The authors speculate that some of the "clinical inertia" may be due to "lack of agreement regarding interpretation of data, especially when it contradicts long-held beliefs and external influences, such as conflicting patient expectations and financial incentives to perform the unindicated procedure, and fear of litigation."

She added that in courtrooms, a bad outcome may still result in a jury verdict against a physician, even though he followed the guidelines. In New York State for example, she said, judges vary widely on whether they will admit the guidelines in testimony.

"A lot of judges won't allow it because they say the guidelines can't be cross-examined," she said.
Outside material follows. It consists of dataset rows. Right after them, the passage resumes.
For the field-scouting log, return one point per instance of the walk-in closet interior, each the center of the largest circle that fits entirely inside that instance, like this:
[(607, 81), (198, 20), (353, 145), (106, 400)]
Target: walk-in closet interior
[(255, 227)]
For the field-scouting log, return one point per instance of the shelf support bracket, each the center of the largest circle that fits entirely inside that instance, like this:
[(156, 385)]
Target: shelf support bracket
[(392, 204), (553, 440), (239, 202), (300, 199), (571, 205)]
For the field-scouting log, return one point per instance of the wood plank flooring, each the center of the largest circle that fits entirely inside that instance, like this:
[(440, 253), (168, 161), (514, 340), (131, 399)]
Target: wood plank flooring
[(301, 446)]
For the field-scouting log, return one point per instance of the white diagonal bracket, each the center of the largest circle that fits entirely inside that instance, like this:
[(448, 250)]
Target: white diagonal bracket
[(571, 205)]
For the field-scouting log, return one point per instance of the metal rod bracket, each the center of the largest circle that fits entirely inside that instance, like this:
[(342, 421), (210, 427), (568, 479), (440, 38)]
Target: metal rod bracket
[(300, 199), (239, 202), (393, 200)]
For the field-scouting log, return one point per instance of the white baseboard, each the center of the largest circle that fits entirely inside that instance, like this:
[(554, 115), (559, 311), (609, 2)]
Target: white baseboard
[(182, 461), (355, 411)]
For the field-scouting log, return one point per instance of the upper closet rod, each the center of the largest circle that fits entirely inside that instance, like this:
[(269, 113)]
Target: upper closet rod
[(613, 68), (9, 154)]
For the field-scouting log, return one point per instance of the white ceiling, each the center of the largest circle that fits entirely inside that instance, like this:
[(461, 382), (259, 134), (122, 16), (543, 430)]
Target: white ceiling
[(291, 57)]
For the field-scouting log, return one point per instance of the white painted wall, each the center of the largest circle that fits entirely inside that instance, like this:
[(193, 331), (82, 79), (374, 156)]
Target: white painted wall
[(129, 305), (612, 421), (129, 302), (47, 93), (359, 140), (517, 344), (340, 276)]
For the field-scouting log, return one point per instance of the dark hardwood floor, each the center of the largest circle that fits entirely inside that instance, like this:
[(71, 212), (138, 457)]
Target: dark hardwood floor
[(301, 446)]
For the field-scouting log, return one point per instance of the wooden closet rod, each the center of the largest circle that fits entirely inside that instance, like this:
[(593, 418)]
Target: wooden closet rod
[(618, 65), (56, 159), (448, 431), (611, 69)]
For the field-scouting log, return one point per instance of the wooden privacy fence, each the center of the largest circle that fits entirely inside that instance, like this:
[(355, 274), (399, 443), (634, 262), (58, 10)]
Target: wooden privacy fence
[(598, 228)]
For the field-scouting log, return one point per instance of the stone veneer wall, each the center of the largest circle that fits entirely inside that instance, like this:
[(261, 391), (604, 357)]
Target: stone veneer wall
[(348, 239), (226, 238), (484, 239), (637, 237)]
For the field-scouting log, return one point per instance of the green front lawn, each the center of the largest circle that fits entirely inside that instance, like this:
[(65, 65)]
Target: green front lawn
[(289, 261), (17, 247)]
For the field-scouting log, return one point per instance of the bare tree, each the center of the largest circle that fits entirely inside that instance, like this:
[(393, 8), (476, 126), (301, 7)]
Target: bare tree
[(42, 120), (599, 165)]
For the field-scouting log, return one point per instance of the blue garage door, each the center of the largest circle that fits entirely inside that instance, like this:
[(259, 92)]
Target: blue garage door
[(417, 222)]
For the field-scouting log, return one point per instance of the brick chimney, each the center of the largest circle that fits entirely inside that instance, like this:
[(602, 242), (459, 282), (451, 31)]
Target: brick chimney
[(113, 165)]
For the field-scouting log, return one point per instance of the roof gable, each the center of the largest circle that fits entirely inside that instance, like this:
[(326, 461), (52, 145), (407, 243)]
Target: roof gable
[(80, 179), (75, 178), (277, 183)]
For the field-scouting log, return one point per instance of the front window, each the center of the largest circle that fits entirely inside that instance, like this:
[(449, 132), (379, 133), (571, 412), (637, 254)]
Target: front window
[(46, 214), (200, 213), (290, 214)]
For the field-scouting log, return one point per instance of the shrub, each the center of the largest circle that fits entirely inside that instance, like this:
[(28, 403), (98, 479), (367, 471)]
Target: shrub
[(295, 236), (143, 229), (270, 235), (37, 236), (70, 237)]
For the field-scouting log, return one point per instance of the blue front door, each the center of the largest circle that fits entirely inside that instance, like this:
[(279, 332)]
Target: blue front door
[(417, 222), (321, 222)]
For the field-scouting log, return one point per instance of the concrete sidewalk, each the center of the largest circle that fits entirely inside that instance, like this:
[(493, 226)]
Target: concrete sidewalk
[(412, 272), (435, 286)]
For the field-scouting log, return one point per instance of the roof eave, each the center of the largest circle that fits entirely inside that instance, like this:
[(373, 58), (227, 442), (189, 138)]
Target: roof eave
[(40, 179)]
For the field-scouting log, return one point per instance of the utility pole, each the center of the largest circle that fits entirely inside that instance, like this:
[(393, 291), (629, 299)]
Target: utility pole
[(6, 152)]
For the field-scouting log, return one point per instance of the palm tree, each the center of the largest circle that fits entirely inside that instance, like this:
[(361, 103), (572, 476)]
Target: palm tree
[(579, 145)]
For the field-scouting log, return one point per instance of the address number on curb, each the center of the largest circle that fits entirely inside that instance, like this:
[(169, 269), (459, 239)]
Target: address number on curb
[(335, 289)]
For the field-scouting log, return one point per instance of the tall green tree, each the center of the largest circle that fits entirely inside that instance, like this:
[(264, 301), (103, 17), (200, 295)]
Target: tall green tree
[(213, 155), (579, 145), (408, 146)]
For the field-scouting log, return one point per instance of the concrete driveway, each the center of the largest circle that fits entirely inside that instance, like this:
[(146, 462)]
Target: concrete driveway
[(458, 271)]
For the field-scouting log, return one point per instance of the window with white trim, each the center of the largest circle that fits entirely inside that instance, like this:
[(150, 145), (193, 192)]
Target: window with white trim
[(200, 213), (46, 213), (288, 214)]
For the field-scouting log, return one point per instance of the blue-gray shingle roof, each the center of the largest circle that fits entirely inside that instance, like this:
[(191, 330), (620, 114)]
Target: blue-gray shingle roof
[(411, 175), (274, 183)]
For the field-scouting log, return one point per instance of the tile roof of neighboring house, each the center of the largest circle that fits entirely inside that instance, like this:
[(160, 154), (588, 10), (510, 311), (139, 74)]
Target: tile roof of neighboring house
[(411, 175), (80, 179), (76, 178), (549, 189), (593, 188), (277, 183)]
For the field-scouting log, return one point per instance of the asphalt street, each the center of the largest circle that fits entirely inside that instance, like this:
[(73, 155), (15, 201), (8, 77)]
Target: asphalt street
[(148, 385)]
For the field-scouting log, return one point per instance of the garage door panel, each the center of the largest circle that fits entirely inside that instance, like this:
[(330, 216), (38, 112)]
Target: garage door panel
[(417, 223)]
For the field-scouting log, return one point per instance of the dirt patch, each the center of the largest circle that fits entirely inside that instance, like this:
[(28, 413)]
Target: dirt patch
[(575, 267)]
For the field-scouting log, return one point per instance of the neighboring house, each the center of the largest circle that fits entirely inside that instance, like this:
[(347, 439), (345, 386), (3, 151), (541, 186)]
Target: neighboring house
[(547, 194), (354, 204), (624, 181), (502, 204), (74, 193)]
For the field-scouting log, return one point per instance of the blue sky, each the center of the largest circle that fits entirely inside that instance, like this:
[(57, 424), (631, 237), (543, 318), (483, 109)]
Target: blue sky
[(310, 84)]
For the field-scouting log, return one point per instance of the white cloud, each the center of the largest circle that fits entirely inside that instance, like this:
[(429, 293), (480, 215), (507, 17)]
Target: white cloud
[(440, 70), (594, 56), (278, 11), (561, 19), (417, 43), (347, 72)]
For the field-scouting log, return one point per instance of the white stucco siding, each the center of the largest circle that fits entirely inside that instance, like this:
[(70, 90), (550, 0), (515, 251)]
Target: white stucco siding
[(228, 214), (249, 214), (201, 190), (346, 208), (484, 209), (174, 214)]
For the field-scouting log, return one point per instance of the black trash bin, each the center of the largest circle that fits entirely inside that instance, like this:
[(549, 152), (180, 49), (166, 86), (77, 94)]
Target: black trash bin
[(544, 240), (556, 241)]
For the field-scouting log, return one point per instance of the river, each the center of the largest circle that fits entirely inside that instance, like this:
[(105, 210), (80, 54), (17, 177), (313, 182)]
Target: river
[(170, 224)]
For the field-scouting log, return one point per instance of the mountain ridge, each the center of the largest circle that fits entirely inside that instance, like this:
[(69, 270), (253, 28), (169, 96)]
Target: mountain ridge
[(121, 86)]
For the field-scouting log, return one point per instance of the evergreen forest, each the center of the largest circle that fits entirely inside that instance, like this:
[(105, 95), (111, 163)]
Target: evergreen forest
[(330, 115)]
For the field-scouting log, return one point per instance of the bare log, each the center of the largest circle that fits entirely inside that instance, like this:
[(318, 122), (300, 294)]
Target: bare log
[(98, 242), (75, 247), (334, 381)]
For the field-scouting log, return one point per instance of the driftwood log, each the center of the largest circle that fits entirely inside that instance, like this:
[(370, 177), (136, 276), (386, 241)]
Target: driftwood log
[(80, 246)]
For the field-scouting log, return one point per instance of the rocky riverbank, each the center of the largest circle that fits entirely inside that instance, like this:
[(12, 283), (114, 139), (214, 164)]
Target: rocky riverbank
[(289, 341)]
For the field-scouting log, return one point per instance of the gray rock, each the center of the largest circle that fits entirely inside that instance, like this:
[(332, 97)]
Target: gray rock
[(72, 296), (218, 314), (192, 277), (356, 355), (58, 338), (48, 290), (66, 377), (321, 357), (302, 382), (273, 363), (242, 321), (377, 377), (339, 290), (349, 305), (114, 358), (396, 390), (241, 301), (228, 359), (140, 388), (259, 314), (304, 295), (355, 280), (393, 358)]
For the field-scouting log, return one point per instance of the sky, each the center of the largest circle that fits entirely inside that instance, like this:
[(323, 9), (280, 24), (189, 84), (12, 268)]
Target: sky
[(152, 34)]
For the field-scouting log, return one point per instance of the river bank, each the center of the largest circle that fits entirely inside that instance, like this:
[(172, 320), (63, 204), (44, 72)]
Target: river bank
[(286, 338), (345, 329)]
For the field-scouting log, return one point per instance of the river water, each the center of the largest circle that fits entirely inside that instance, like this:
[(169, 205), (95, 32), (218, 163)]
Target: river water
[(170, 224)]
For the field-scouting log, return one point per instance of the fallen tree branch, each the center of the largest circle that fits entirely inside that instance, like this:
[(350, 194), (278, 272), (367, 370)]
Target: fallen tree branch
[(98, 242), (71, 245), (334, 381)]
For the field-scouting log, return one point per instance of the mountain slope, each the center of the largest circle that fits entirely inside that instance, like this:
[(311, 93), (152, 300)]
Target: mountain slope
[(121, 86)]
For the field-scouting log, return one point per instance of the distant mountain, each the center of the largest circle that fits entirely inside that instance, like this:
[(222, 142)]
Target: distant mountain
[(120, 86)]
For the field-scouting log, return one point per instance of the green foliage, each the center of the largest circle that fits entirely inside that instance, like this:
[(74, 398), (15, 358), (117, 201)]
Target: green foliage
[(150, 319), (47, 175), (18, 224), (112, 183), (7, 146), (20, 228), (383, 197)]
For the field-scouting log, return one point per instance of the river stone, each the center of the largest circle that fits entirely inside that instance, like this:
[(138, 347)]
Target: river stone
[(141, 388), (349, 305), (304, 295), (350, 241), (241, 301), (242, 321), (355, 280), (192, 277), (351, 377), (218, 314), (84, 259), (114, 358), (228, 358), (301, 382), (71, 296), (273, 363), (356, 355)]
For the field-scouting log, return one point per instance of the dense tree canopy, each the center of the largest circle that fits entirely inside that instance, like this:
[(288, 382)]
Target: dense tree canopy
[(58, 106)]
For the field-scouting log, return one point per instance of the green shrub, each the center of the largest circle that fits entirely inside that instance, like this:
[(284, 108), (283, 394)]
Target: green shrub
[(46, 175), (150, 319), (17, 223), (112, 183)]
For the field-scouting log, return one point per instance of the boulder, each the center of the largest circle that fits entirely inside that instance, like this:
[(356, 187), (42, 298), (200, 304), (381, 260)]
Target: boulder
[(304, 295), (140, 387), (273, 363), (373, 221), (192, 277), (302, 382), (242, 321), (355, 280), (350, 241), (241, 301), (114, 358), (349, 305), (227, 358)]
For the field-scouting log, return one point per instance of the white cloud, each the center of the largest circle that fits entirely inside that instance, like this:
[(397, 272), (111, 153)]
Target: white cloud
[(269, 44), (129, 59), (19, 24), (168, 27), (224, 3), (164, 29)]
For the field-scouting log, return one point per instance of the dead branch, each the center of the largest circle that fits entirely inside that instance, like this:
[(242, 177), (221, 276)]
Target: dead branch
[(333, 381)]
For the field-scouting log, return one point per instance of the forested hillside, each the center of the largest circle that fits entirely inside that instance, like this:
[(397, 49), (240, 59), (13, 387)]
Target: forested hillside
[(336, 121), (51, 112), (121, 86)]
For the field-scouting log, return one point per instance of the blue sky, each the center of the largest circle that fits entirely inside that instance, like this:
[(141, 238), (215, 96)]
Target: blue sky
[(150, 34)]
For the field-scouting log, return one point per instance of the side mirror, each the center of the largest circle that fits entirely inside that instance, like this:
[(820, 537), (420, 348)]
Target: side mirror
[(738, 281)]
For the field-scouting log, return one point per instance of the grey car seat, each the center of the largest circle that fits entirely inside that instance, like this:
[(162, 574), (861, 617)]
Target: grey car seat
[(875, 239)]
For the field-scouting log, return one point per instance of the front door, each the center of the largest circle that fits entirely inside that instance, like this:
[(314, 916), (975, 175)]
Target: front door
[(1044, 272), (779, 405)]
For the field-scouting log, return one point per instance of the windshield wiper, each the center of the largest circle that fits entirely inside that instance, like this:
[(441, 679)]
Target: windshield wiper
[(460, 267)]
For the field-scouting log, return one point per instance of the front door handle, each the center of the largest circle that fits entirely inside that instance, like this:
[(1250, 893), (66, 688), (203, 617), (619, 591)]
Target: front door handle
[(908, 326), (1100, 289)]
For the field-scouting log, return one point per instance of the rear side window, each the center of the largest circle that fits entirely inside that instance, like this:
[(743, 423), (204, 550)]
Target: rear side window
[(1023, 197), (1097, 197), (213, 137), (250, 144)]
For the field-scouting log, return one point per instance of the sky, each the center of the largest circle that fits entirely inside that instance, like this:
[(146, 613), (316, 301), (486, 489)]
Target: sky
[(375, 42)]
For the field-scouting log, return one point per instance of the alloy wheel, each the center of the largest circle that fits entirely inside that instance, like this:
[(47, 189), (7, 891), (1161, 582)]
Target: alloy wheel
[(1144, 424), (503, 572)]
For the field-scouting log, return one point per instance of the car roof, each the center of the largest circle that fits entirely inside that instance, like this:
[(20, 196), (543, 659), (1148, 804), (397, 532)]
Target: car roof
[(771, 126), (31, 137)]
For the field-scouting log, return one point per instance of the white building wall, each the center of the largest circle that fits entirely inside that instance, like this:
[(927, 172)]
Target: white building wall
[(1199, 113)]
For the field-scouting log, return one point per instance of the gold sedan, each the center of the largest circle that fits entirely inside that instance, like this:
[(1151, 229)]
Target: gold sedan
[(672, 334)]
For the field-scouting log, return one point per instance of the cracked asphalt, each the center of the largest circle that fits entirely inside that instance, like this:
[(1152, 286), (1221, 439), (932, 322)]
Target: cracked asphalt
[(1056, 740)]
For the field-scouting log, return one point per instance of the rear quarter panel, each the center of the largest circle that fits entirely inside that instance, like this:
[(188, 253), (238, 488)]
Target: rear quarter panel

In an invited commentary, Mauro Moscucci of the Cardiovascular Division of the University of Miami, FL, said the paper "further focuses our attention on procedures that certainly increase healthcare expenditures without clear benefit."

He said the U.S. "must heed the call to professional responsibility aimed at the elimination of tests and treatments that do not result in any benefit for our patients, and for which the net effects will be added costs, waste, and possible harm."

Hochman said that for now, physicians should become more diligent about doing what's in the best interests of patients. "It's incumbent on them to take it upon themselves to stop doing procedures with no demonstrated benefit so that we can bring down healthcare costs before some expert body, like a health insurance company says we're not going to reimburse for it.